Kokoro Dance
Monday, March 26, 2007
In my CD collection I have some Alban Berg piano sonatas and a 3 CD set called The Glenn Gould Legacy - Scriabin - Schoenberg - Berg - Prokofief - Hindemith - Krenek. After having tried many times I have retired these CDs. I find them unlistenable. Many have said that this kind of music is remote. I would not entirely agree. I have enjoyed Vancouver New Music Recitals without any problem. The difference must lie in seeing the performances.The same can be said about contact improvisational dance and Butoh. They have to be seen.
Rebecca (my 9-year-old granddaughter) and I went to a somewhat difficult program on Saturday. It was particularly hard on me as I had a terrible cough which I controlled with A Shopper's Drug Mart codeine cough syrup and Fishermen's Friends lemon-flavoured drops. The program was two-and-a-half hours long. I am sure that at least 30 minutes could have been cut.

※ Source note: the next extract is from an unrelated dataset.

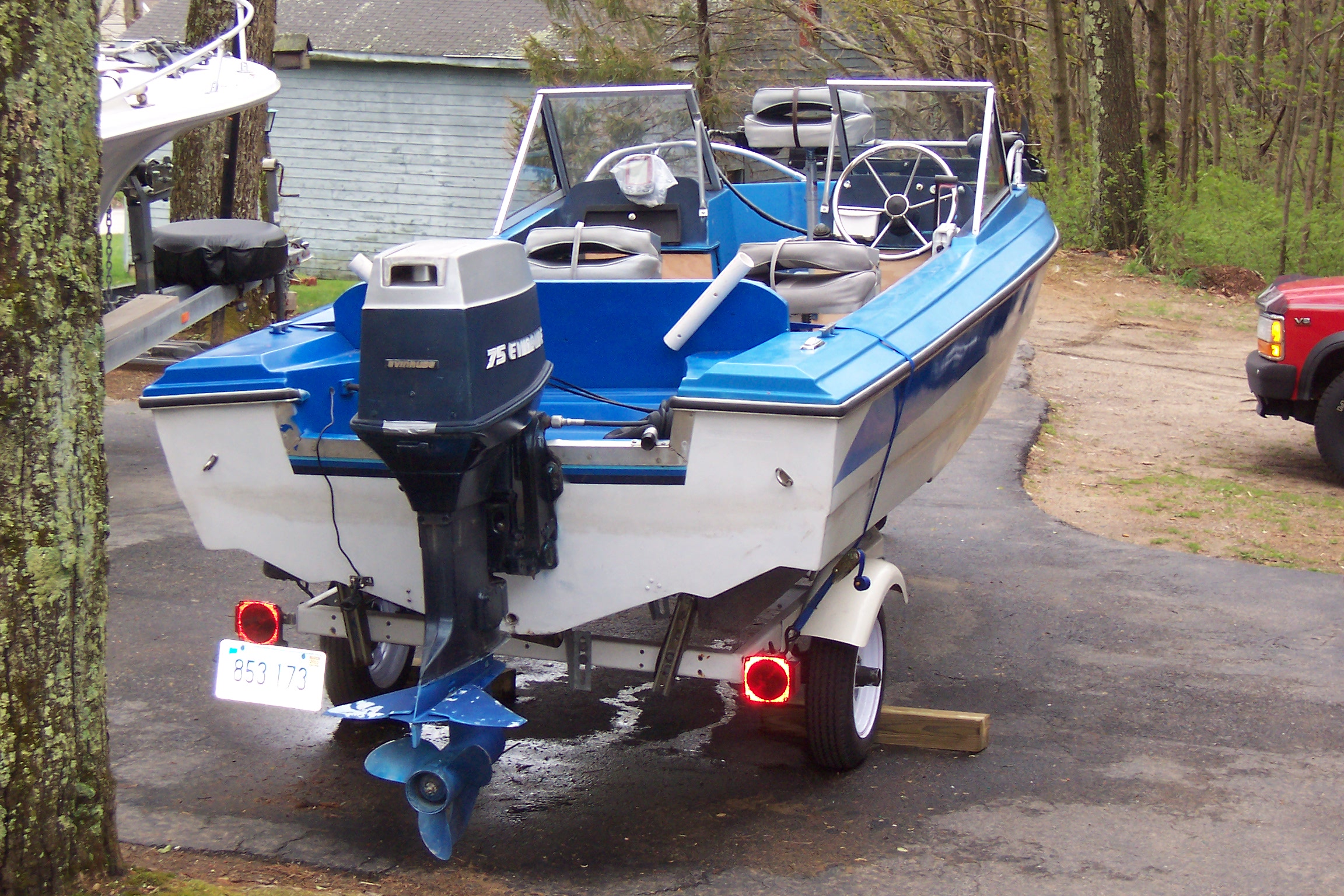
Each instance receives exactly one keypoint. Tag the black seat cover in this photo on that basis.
(219, 251)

Both Rebecca and I had seen Kokoro's brand of Butoh before. It is a form of modern Japanese dance that emerged after WWII. Depending on how you look at it I got the impression, as did Rebecca, that I was watching a couple of ghouls from The Night of the Living Dead (even if both Jay Hirabayashi and wife Barbara Bourget had their white makeup). Then some of the ungraceful hand positions would shift and their movements became exquisitely graceful, all enhanced by a slowness that looked easy only at first glance. For these Butoh dancers to keep some of the positions, in which their spinal columns are bent for long periods of time, must force a tremendous control and a need for great strength.
I must admit that the more I see Butoh the more it grows on me. In this last performance I was particularly delighted that Bourget did not colour her lovely red hair. And after having seen Hirabayashi a week back in Karen James's Sisyphus I know that this 60-year-old man can "conventionally" out perform just about any other man in town.
All in all I would say that Rebecca must have been very proud of her grandfather. After all, he was able to survive such a "difficult" program without demanding to go home early.